Logo no início de Laberinto de pasiones, mergulhado na multidão da mais icónica feira de Madrid, El Rastro, Almodóvar passeia o seu olhar desejante pelos olhares sensuais de Sexilia, (uma Patty Diphusa ninfomaníaca), e Riza Niro, o príncipe, que passam revista ao volume das entrepernas dos homens e ao menear das nádegas, num exercício cinematográfico onde a linguagem corporal vai codificando em cru os signos do sexo, do desejo, das paixões. Outras vezes esses signos aparecem em laboriosas composições estridentes de maquilhagem, roupas, cores e adornos.
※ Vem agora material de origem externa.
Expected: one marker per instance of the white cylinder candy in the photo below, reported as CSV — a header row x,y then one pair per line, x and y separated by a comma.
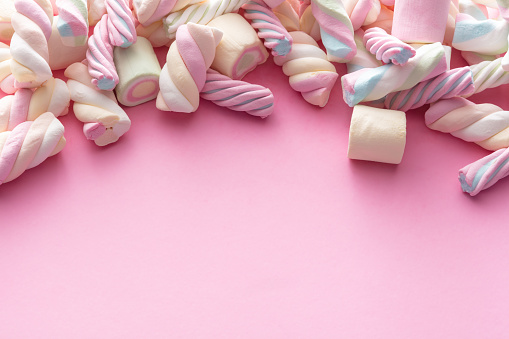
x,y
138,73
377,135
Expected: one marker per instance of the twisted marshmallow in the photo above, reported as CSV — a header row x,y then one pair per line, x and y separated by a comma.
x,y
269,28
309,70
453,83
29,45
184,74
238,95
386,47
485,172
105,121
485,124
201,13
29,144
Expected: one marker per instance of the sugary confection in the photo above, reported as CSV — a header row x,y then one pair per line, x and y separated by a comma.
x,y
240,50
105,121
377,135
238,95
29,144
309,70
138,73
185,72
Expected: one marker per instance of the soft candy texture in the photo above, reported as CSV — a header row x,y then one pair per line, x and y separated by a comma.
x,y
421,21
138,73
270,29
309,70
29,144
238,95
184,74
105,121
240,50
27,105
201,13
485,172
485,37
374,83
453,83
377,135
335,29
100,58
72,22
485,124
386,47
29,45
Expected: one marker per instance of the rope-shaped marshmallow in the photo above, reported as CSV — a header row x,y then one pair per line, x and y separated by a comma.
x,y
386,47
29,144
201,13
485,124
238,95
309,70
485,172
454,83
29,45
184,74
105,121
269,28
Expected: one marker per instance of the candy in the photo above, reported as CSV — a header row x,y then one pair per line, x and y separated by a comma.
x,y
335,29
238,95
201,13
309,70
72,22
105,121
453,83
386,47
29,144
269,27
485,172
421,21
240,50
184,74
485,124
377,135
138,73
29,44
485,37
374,83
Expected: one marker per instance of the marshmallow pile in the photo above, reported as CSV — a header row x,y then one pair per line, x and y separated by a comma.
x,y
397,54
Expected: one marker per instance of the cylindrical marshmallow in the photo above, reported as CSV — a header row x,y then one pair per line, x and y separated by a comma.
x,y
377,135
138,73
240,49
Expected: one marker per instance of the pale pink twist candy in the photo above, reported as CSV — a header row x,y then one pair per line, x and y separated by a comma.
x,y
238,95
386,47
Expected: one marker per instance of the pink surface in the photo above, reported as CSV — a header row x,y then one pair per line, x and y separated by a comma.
x,y
218,224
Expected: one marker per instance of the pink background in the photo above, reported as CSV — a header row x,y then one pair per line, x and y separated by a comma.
x,y
221,225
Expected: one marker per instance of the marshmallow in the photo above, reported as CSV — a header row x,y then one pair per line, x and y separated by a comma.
x,y
238,95
29,45
420,20
105,121
309,70
485,172
335,29
269,28
453,83
184,74
29,144
374,83
377,135
138,73
485,124
240,50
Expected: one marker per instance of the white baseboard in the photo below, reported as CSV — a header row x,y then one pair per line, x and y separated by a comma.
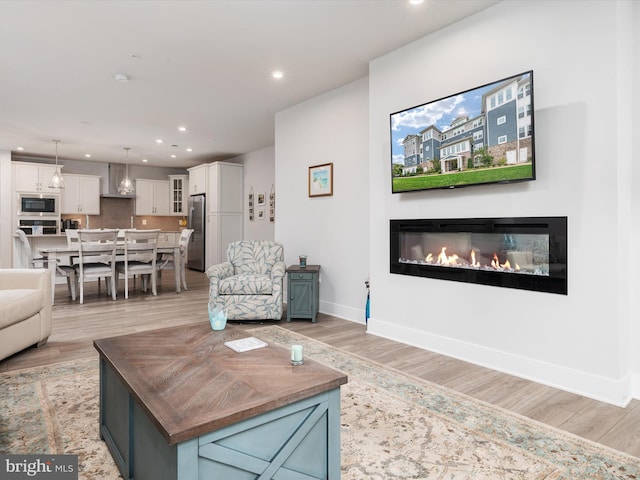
x,y
614,391
635,386
343,311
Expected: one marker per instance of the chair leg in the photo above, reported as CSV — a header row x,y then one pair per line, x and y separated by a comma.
x,y
72,281
154,283
183,274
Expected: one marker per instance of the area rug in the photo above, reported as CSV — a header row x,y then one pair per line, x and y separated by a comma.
x,y
393,425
Da alta-costura ao kitsch, da paródia com as vestes da burguesia conservadora, aos acessórios mais berrantes e incríveis, Almodóvar constrói fetiches, narrativas visuais directas ou subliminares sobre tudo o que habita o desejo e a vibração com que se manifesta.

Laberinto de pasiones é… um labirinto que tanto se pode perder no regime torrencial das histórias, acontecimentos, temas e personagens onde não existem heróis, bons ou maus, como escapar na cena final do filme: o enamoramento e o sexo entre Riza Niro e Sexilia — ela finalmente livre da ninfomania e ele dos jogos de sedução da sua mãe, literalmente, voando para um paraíso tropical numa ilha caribenha.
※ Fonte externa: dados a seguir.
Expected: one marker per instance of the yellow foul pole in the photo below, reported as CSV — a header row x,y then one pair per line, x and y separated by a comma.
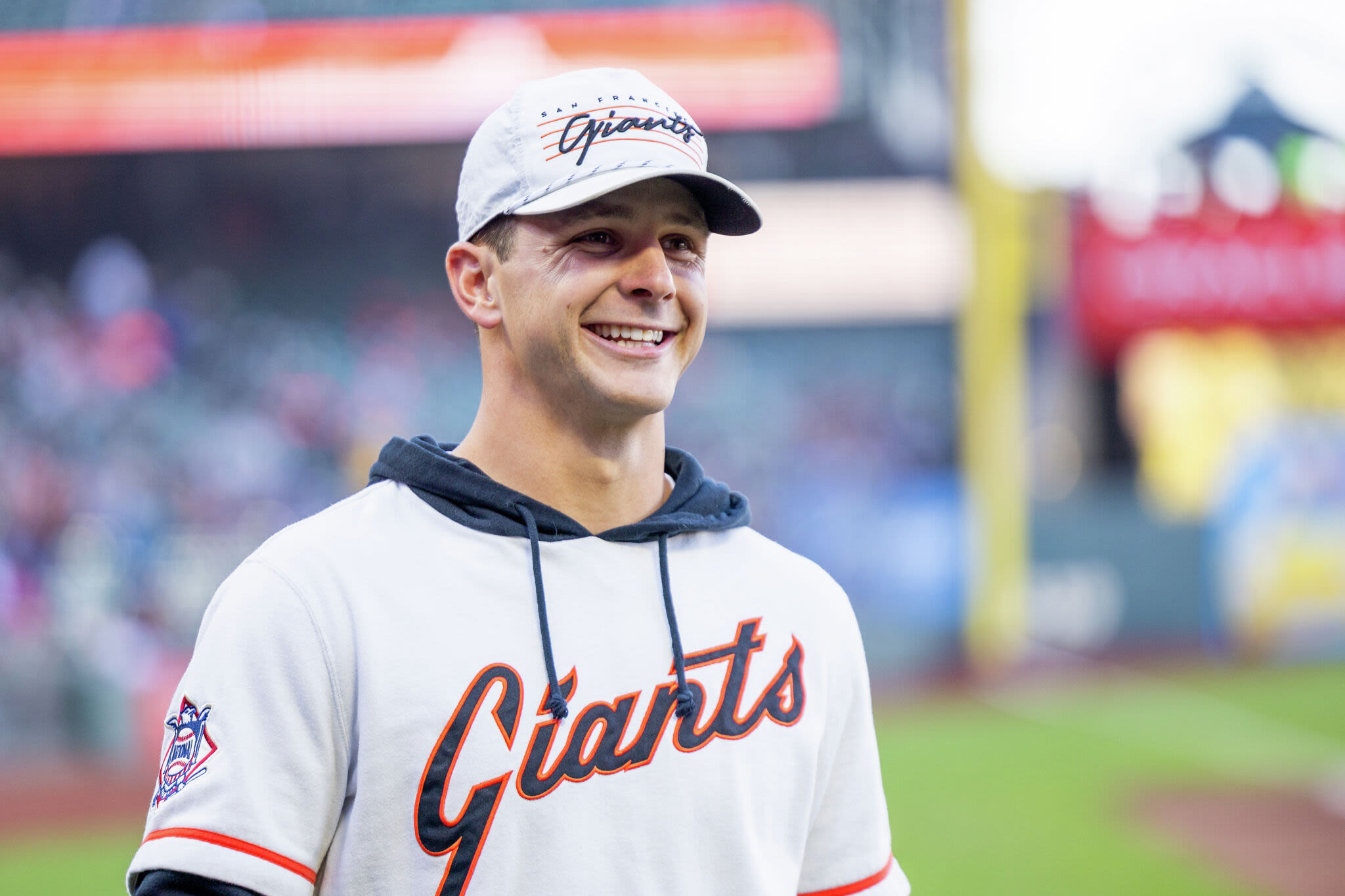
x,y
994,412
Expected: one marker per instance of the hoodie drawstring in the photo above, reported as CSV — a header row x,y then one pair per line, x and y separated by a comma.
x,y
556,703
686,703
685,699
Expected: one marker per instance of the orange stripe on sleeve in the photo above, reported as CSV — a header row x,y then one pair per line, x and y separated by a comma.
x,y
240,845
845,889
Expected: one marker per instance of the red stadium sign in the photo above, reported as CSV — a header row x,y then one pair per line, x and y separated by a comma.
x,y
1281,272
396,79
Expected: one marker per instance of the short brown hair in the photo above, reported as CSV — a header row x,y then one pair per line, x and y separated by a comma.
x,y
498,236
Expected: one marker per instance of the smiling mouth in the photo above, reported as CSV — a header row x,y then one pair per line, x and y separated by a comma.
x,y
628,336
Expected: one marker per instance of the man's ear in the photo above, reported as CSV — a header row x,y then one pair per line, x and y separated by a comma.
x,y
470,268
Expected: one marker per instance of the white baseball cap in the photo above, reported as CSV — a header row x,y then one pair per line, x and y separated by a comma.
x,y
562,141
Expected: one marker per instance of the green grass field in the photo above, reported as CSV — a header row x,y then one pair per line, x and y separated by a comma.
x,y
1015,790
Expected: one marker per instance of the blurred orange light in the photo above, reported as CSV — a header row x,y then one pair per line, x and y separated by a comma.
x,y
395,79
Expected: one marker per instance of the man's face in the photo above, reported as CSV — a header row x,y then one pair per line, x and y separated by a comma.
x,y
583,289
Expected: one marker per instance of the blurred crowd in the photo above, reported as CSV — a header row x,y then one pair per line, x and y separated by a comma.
x,y
158,429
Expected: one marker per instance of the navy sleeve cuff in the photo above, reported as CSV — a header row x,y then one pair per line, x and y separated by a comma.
x,y
175,883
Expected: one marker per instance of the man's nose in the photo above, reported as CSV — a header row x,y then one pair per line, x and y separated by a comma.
x,y
648,276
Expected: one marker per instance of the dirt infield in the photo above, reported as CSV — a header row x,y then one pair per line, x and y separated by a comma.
x,y
1279,843
57,797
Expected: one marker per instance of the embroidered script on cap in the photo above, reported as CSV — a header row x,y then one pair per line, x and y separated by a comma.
x,y
583,129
A narrativa flui em modo desconcertante, dispersivo, onde há de tudo: hedonismo, música, uma fotonovela gay sadomasoquista, uma princesa, inseminação artificial, incesto, bissexualidade, sexo em grupo, homossexualidade, afrodisíacos para homens e periquitos, terroristas, droga, álcool, muito calão, ambientes domésticos, espelhos e cristais, cenas de engate na noite madrilena…; em tudo há uma destruição criativa e sistemática da moral burguesa e retrógrada do franquismo, da família, do politica ou do esteticamente correcto. A filha, na cama com o pai que, antes, achava o sexo repugnante, diz ao telefone a uma amiga: “Acabaram-se os problemas de sexo na família!”

Chamaram-lhe pós-moderna para contrastar esta cultura com o militantismo social e político da modernidade do pós-guerra que a ditadura aniquilara. A libertação moral e sexual dos anos 60 aparece aqui esvaziada das ideologias da esquerda e de causas sociais. Juan Luis Cebrián, o fundador do El País (1976), um moderno, marxista e existencialista, no seu livro La España que bosteza (1980), fala de um ambiente de desencantamento com as promessas frustradas da jovem democracia e da esquerda que se enreda em pactos, alianças e crises: “un verdadero suicidio político de la oposición”.

Sobre essa melancolia, Almodóvar constrói a suas narrativas picarescas, jocosas, anti-épicas, anti-heróicas, plenas de micro-episódios delirantes e gags, de mudanças rápidas entre o banal e o grotesco e vice-versa, de situações desconcertantes, dissensões e contradições, exageros, desinibição extrema, paródia, melodramas, feísmo, kitsch e, sobretudo, desejo, sexo e erotismo transbordante. Patty Diphusa dizia que era sempre a mesma coisa: o prazer, a dor, a verdade, a liberdade, o amor, a morte. Não há um código alternativo à transgressão moral, mas sim um jogo móvel que vai inventando e dissolvendo as suas próprias regras — uma moral “líquida”, como diria Z. Bauman —, tudo em função do prazer que daí possa derivar. Vale a pena lembrar António Variações (1983): “Vou viver / até quando eu não sei / que me importa o que serei / quero é viver / Amanhã, espero sempre um amanhã / e acredito que será / mais um prazer (…)”

Álvaro Domingues  
Álvaro Domingues é geógrafo, professor e investigador da Faculdade de Arquitetura da Universidade do Porto e do Centro de Estudos de Arquitetura e Urbanismo (CEAU-FAUP). Entre outras obras, é autor de Portugal Possível (2022, com Duarte Belo), Paisagem Portuguesa (2022, com Duarte Belo), Paisagens Transgénicas (2021), Volta a Portugal (2017), Território Casa Comum (2015, com N. Travasso), A Rua da Estrada (2010), Vida no Campo (2012), Políticas Urbanas I e II (com N. Portas e J. Cabral, 2003 e 2011), e Cidade e Democracia (2006). É sócio correspondente da Academia de Ciências de Lisboa. Escreve regularmente no jornal Público.